July 21, 1996|LARRY STEWART

If the television ratings for the opening ceremonies are any indication, there is more interest in the Olympics in Los Angeles than any other major city in United States except Atlanta.

The L.A. rating was an incredible 29.8, with a 53% share of the audience. The numbers were also impressive in other major cities--a 27.7 rating in New York, 29.2 in Chicago--but L.A. topped all markets outside Atlanta except two medium-sized ones. Sacramento got a 32.2 and Orlando, Fla., a 31.9.

Atlanta drew a 47.6 rating with a 69 share.

The overnight average for the nation's 33 largest markets, which represent 56% of the country's population, was a 27.2 with a 47 share.

Not Super Bowl-type numbers--this year's game on NBC drew a 46.1 with a 72 share--but good enough to thrill Dick Ebersol, NBC Sports president.

"It's a wonderful surprise," he said. "I assumed it would be around a 17. I should have known. Traveling around the last few weeks, I had a sense the country was in a happy mood. We have the good fortune to have the rights to the party."

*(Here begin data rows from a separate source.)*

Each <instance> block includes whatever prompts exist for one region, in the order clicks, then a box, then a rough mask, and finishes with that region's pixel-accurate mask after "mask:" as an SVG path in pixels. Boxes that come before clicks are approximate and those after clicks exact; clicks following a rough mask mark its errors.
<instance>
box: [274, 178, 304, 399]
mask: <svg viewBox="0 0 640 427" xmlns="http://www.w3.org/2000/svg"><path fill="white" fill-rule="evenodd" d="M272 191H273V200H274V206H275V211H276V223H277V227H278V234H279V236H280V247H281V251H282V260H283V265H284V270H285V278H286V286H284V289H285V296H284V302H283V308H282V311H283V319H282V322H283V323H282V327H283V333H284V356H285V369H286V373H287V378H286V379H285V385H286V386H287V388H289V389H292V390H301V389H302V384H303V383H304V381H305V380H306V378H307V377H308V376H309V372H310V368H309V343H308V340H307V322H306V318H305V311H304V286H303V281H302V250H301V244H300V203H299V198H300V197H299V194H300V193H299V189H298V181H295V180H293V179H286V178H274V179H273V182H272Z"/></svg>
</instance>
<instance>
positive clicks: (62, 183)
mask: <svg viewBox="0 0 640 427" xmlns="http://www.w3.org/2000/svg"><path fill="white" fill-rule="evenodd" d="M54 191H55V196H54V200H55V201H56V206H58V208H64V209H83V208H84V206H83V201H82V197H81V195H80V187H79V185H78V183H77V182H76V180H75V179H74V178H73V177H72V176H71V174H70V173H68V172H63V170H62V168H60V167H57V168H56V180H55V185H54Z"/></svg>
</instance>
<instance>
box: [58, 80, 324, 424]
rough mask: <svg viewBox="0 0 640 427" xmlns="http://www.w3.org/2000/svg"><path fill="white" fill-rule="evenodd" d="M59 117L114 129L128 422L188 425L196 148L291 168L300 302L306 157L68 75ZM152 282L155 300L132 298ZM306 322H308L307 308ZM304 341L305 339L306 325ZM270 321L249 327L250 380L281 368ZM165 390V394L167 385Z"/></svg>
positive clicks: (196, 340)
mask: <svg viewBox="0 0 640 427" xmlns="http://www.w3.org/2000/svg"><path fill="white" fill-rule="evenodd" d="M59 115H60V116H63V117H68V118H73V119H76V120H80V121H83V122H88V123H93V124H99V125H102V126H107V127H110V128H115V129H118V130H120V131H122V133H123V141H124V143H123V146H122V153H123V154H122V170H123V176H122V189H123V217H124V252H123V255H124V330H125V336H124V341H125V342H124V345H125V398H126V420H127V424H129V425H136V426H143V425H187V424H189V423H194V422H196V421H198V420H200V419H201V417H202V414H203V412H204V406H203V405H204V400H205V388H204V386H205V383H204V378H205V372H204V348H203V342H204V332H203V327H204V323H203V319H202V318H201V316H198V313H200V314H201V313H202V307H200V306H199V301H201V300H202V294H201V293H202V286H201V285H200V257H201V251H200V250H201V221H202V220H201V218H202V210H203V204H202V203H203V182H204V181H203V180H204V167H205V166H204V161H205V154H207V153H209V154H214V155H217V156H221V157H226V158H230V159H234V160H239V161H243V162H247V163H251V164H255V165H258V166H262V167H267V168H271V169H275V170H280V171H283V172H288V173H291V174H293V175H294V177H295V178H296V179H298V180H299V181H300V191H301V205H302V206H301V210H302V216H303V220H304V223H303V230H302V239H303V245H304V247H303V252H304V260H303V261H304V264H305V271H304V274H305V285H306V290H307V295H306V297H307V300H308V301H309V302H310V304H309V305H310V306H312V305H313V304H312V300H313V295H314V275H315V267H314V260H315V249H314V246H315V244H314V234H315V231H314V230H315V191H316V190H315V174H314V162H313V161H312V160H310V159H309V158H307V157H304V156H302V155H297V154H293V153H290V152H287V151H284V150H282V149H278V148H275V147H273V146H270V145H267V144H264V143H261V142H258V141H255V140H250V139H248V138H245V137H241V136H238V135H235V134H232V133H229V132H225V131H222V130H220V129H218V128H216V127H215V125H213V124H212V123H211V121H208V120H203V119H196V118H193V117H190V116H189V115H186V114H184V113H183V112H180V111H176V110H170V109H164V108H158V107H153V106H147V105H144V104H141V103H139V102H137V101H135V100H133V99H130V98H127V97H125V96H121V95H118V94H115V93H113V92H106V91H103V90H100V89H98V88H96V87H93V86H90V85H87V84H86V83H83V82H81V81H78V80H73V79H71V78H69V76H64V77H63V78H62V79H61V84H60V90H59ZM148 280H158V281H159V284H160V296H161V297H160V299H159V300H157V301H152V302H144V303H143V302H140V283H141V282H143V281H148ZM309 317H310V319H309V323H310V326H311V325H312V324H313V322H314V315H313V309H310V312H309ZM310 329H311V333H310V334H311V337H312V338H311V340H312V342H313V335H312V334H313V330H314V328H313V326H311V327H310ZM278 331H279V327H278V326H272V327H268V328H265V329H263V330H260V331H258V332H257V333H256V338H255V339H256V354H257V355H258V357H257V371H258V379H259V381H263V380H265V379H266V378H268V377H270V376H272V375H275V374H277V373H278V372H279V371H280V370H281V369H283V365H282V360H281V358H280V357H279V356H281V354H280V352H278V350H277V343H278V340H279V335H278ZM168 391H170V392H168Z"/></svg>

Billy Payne, the head of the Atlanta Committee for the Olympic Games, credited Ebersol with helping persuade Muhammad Ali to light the Olympic torch.

Ebersol was involved from the start, and two NBC producers, David Neal and Tommy Roy, knew two weeks ago. But Bob Costas and Dick Enberg found out Ali was the one doing the honors at the same time as television viewers.

With the opening ceremonies as a lead-in, and a local news break cut down to a couple of minutes, Fred Roggin's network-quality Olympic special that followed on Channel 4 also got an impressive rating, drawing a 14.5 and 26 share to easily win the 10-11 p.m. time slot.